Founded in 1992 as a trio featuring Cole, William Smith, and Joe Daley, today the Untempered Ensemble features Bill Cole on Asian double reeds & didgeridoo, Joseph Daley on tuba & baritone horn, Ras Moshe Burnette on soprano & tenor saxes & flute, Taylor Ho Bynum on cornet, flugelhorn, double-belled cornet, conch shell & mutes, Althea Sully Cole on kora, Mali Obomsawin on acoustic bass and Warren Smith on drums & percussion.
The group’s unique makeup was key to the itinerary the Arts Administration students built for the residency, which took place from November 13-17. The original plan was to begin the residency with a historic performance at the Monument for Enslaved Laborers, which would have been the first-ever live musical performance there. Cole had chosen a program with pieces focused on black culture and specifically around issues of violence surrounding the black community.

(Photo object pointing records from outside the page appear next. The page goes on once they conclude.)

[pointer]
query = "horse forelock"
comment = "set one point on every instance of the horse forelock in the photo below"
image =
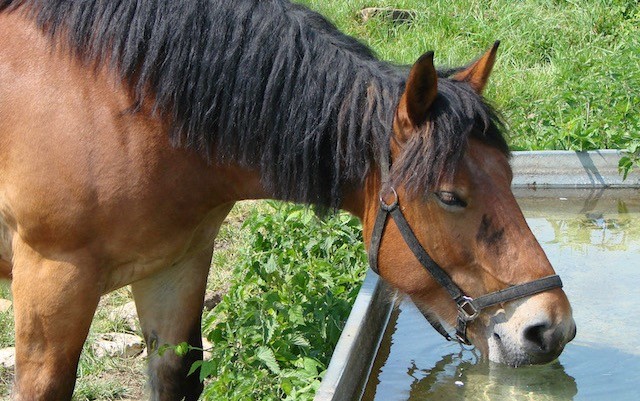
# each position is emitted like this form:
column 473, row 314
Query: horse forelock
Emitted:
column 267, row 84
column 433, row 153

That historic moment was delayed due to the tragic events of Sunday, November 13, that took the lives of Lavel Davis, Jr., Devin Chandler, and D’Sean Perry, and injured fellow students Mike Hollins and Marlee Morgan. There were obvious questions around the rest of the week’s residency events. Danait Haddish, who was close to several of the victims, was unsure of what should happen when she walked into a meeting the next morning. “The ensemble was just so gracious. It felt like they were offering their music, and I was just there to receive it and listen. It gave me a purpose. I felt like they were there to use music as a remedy rather than to impose themselves on the community.”
Second-year student Pre-Commerce student Hayeon Chung, who joined the project in September while a course assistant for a class taught by Sampson, found the music and the project healing as well. “With everything that had happened, I think my inclination would have been to stay home and not talk to anyone. The residency pushed me to get out there and interact with others, whether it was my fellow students on the project or the community members who came to experience it. It really made me realize we were all in this together and I felt so supported.”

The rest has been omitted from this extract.